Authored by asbirlea on Aug 4 2021, 4:45 PM.

Details

Summary

Provide a knob in MemorySSA for passes to query if they're dealing with a pathological testcase: very large number of memory accesses.
While MemorySSA queries are bounded, updates to the analysis are not - they are necessary for correctness. Inserting a new memory access will trigger the renaming of all accesses affected, so an update is liniar in the number of accesses.
The utility introduced here uses the counter used to assign unique IDs in MemorySSA, which is an approximation of how many accesses have been created, not necesarily how many accesses are currently in the function.
The current knob is set to 100000, so an approximation should be enough.

Usecase: triggered in MemCpyOpt on a function with a single BB and 100k+ memoryaccesses.

Diff Detail

Event Timeline

asbirlea created this revision.Aug 4 2021, 4:45 PM
asbirlea requested review of this revision.Aug 4 2021, 4:45 PM
Herald added a project: Restricted Project. · View Herald TranscriptAug 4 2021, 4:45 PM

For some context, we're seeing this in llvm_gcov_reset, a function generated by the gcov pass. One module contains a llvm_gcov_reset containing 100000+ stores, many of which are changed to memsets by MemCpyOpt.
I'm sort of on the fence for this change since this change is not super principled. The IR created by the gcov pass is somewhat unreasonable and IMO a super edge case. D107538 fixes GCov.
Any other thoughts? Should we support extreme IR edge cases?

Needs a test though

There are many places in LLVM that rely on various caps to prevent high compile times.
IMO, this is another case that we need to consider can happen and work around it rather than let other users discover it.
I'd also prefer to add a warning message when such a large number of accesses is reached, as this will affect any pass that inserts accesses and updates MemorySSA.

asbirlea updated this revision to Diff 364711.Aug 6 2021, 12:28 AM

Add test and debug messages.

nikic added a comment.Aug 6 2021, 12:39 AM

If the problem here updating MemorySSA in general, or only the use-optimized form? At one of the MemorySSA meetings we discussed the possibility of constructing MSSA without use optimization and then requesting that to happen later. MemCpyOpt itself doesn't particularly benefit from optimized uses.

This is not related to optimized uses.
The issue is when making a change in the IR, in this case inserting a memset. This triggers updating all the accesses found below that access. The renaming phase will traverse all the accesses in a block (see MemorySSA::renameBlock).

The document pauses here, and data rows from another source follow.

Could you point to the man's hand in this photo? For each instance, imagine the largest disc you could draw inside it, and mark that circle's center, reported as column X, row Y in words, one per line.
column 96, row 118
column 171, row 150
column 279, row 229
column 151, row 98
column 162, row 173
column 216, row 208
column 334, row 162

nikic added a comment.Aug 7 2021, 1:53 PM

This is not related to optimized uses.
The issue is when making a change in the IR, in this case inserting a memset. This triggers updating all the accesses found below that access. The renaming phase will traverse all the accesses in a block (see MemorySSA::renameBlock).

Just looked at the MemorySSA update code for the first time, and this is a lot more complicated than I expected...

I do wonder if we can't make the updating for the problematic case more efficient though. What we're doing here is less introducing a new def and more merging a number of defs into one -- any uses of those defs should point to the new def. In terms of the existing API surface, rather than inserting the new memset def after the existing store defs with RenameUses=true, can we instead insert it before the existing defs with RenameUses=false? The actual "renaming" would happen when the store memory accesses are removed, but that should be efficient and avoid any full block scans.

given that D107702 seems to fix the original use case, do we still want to do this?

asbirlea abandoned this revision.Aug 9 2021, 5:34 PM

I don't think we need this patch for the specific issue that motivated it. It's possible it will be useful for other passes that insert defs and end up in a similar scenario though.
At this point it's not worth pursuing and I think I prefer to analyze the uses of the inserDef API instead and reopen if a use case makes sense (e.g. there is a capping done in LICM, and that one iterates through the access list).